"De Gasperis" Cardio Center, Niguarda Hospital, ASST Grande Ospedale Metropolitano Niguarda, Milan, 20162, Italy.
Department of Cardiovascular & Thoracic Sciences, Catholic University of the Sacred Heart, Rome, 00168, Italy.
Future Cardiol. 2023 Feb;19(2):91-103. doi: 10.2217/fca-2022-0120. Epub 2023 Apr 20.
Even if immune checkpoint inhibitors have revolutionized the landscape of cancer therapy, their use may be complicated by immune-related adverse events. Among these, myocarditis is the most severe complication. The clinical suspicion often arises after clinical symptoms onset and increase in cardiac biomarkers or electrocardiographic manifestations. Echocardiography and cardiac magnetic resonance imaging are recommended for each patient. However, since they may be misleadingly normal, endomyocardial biopsy remains the gold standard for establishing the diagnosis. Until now, treatment has been based on glucocorticoids even if increasing interest has risen in other immunosuppressive agents. Although myocarditis currently imposes immunotherapy discontinuation, case reports have suggested a safety rechallenge in low-grade myocarditis paving the way for further studies to respond to this unmet clinical need.
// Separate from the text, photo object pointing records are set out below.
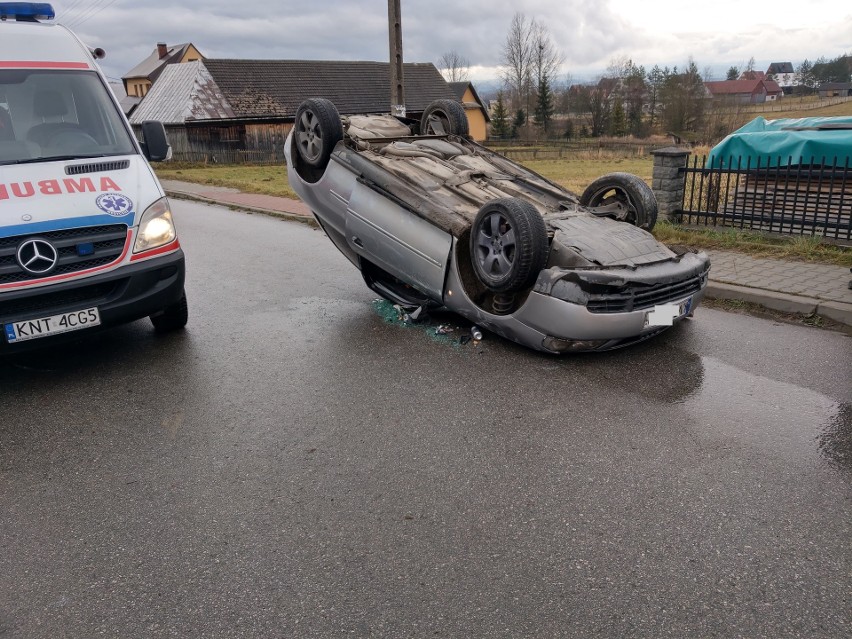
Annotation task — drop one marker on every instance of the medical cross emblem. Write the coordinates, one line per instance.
(114, 204)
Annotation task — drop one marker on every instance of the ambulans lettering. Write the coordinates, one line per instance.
(55, 187)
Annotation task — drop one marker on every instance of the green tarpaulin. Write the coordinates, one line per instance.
(795, 140)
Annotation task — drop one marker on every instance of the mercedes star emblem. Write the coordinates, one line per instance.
(37, 256)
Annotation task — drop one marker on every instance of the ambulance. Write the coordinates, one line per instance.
(87, 238)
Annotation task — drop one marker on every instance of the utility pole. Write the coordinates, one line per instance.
(397, 79)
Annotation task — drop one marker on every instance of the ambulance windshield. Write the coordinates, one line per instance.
(57, 114)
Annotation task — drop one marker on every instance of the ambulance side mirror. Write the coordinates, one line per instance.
(155, 144)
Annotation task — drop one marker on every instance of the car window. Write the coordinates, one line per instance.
(47, 114)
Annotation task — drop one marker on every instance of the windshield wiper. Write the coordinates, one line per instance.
(58, 158)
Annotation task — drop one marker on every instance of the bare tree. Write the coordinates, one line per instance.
(546, 58)
(529, 56)
(516, 60)
(454, 66)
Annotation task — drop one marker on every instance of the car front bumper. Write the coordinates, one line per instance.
(123, 295)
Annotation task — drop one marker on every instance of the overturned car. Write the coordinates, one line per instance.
(434, 220)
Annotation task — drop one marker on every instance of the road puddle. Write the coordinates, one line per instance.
(783, 419)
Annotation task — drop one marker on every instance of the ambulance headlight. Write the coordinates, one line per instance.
(156, 228)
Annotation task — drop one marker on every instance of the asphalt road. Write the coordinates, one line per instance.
(292, 465)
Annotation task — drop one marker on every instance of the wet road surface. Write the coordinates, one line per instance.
(293, 465)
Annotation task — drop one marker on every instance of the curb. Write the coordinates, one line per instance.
(290, 217)
(784, 302)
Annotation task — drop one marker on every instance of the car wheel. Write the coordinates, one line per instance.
(318, 130)
(625, 189)
(444, 117)
(508, 245)
(172, 317)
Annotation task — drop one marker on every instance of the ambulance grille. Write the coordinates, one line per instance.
(79, 249)
(96, 167)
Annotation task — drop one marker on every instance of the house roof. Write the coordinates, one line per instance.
(275, 88)
(153, 65)
(780, 67)
(459, 89)
(183, 92)
(772, 87)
即使免疫检查点抑制剂彻底改变了癌症治疗的格局,其应用也可能因免疫相关不良反应而变得复杂。其中,心肌炎是最严重的并发症。在出现临床症状和心脏生物标志物增加或心电图表现后,临床常怀疑发生心肌炎。建议对每位患者进行超声心动图和心脏磁共振成像检查。然而,由于它们可能表现出误导性的正常,因此心内膜心肌活检仍然是诊断的金标准。到目前为止,治疗一直基于糖皮质激素,尽管其他免疫抑制剂的应用引起了越来越多的关注。尽管心肌炎目前会导致免疫治疗中断,但病例报告表明,在低级别心肌炎中再次安全使用免疫检查点抑制剂可能为进一步研究以满足这一临床需求铺平道路。